Try it in France, you might enjoy it.
SP
I hate to be late but can't convince myself to wear a watch. I'm usually on time, though.
ReplyDeleteIf I am not five minutes early for an appointment, then I am late.
ReplyDeleteHeh. We used to have this sayin' in the Air Force: "If you're early, you're on time. If you're on time, you're late. And if you're late, you're (F-word variant)." That's stayed with me all these years and I STILL live by it. This is also one of the things that drove me absolutely BONKERS in my civilian career: the cavalier attitude most of my co-workers and even management had towards time. Any given meeting that was scheduled for, say, 0900 hrs NEVER began until 0915, at the very earliest. I found that unacceptable.

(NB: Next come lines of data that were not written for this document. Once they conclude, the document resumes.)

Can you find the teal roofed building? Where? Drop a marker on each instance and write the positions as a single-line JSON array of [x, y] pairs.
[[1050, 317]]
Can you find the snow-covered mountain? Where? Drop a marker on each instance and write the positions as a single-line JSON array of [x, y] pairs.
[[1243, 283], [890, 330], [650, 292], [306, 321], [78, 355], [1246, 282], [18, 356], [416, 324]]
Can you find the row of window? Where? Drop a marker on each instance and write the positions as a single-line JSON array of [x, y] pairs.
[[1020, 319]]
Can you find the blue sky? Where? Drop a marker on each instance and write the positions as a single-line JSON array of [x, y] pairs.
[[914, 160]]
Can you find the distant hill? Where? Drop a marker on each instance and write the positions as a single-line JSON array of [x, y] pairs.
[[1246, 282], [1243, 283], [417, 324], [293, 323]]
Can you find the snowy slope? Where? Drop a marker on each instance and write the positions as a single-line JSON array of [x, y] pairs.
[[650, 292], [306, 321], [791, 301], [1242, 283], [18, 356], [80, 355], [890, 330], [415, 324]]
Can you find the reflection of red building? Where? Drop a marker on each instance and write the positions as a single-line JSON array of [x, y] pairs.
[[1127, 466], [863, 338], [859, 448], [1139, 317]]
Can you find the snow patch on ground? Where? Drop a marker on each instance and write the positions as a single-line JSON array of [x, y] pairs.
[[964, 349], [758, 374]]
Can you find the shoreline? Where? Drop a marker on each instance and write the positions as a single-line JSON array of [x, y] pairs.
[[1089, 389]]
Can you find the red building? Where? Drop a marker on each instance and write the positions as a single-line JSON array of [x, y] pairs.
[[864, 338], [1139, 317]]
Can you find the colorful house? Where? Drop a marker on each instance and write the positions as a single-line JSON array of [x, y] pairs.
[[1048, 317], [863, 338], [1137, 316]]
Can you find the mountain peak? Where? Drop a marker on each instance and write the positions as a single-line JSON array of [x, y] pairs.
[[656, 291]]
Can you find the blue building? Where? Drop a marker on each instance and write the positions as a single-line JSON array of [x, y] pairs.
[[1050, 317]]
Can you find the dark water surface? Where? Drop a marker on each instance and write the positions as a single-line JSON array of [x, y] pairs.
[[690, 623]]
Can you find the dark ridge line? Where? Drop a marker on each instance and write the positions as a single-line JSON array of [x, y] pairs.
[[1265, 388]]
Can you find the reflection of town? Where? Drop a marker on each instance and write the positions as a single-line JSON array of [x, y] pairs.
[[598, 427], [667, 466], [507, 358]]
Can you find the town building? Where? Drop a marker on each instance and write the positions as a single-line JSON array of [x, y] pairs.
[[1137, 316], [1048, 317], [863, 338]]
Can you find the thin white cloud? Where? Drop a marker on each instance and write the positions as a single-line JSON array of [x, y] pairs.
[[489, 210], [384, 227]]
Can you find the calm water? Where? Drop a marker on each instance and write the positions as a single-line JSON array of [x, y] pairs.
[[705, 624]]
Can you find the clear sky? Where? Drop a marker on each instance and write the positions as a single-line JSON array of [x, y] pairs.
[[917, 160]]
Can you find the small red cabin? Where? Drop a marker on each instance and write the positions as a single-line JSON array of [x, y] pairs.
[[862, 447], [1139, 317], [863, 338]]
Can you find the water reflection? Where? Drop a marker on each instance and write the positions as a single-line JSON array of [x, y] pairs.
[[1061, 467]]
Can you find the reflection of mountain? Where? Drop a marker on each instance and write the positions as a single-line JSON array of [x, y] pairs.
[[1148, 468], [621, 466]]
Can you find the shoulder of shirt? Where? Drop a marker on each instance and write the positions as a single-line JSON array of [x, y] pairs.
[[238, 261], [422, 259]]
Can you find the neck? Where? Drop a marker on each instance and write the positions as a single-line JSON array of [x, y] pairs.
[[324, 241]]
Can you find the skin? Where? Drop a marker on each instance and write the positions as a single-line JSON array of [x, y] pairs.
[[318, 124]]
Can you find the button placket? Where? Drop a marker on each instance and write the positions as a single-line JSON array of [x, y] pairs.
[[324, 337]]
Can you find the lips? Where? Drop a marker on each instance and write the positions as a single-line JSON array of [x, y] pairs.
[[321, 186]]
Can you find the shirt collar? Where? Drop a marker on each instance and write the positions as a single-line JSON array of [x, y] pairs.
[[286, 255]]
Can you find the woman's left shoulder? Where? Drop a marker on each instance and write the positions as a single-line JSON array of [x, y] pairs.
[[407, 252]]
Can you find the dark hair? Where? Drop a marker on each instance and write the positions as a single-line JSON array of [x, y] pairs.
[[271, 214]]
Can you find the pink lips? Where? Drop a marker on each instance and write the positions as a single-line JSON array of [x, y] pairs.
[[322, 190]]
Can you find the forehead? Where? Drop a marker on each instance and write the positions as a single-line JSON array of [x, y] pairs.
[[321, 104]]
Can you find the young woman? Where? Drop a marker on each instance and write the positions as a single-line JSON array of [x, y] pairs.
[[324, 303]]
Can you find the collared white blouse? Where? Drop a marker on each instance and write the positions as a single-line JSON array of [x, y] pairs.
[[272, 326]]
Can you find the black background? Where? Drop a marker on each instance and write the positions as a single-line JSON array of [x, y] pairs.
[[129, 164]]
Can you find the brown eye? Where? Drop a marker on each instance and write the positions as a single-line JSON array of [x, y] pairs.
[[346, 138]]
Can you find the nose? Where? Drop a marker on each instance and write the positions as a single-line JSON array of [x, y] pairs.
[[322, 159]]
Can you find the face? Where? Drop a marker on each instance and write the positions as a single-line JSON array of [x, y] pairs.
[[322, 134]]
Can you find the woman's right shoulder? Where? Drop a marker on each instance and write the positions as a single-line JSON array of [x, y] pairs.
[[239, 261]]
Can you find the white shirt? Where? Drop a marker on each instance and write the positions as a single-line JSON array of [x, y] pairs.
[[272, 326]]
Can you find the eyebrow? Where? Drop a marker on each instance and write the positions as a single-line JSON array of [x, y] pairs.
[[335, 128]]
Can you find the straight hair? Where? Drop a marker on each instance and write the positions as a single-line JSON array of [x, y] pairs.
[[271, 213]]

I don't own an alarm clock any longer. I sleep until I wake up and I like that. I've also advised all of my health care providers that I do not, under ANY circumstances, "do" morning appointments. If I happen to need an alarm I can always use my cell phone...
Lastly... the battery in my watch died two weeks ago and I'm in the process of trying to train myself to live without the watch. Which is harder than one might think!
When my husband retired from the RAF he stopped wearing a watch. Instead he asks me for the time and has this thing about clocks in every room! Since I am diabetic it is important for me to eat a regular times and I find I need to watch the time or I lose track of it fast! I wake up very early -- 4.30 or 5.00 and have some breakfast and stay up for a few hours before going back for a few hours -- usually.
ReplyDeleteSP - we do tend to do that when in France, but can you suggest how we might synchronise our stomachs?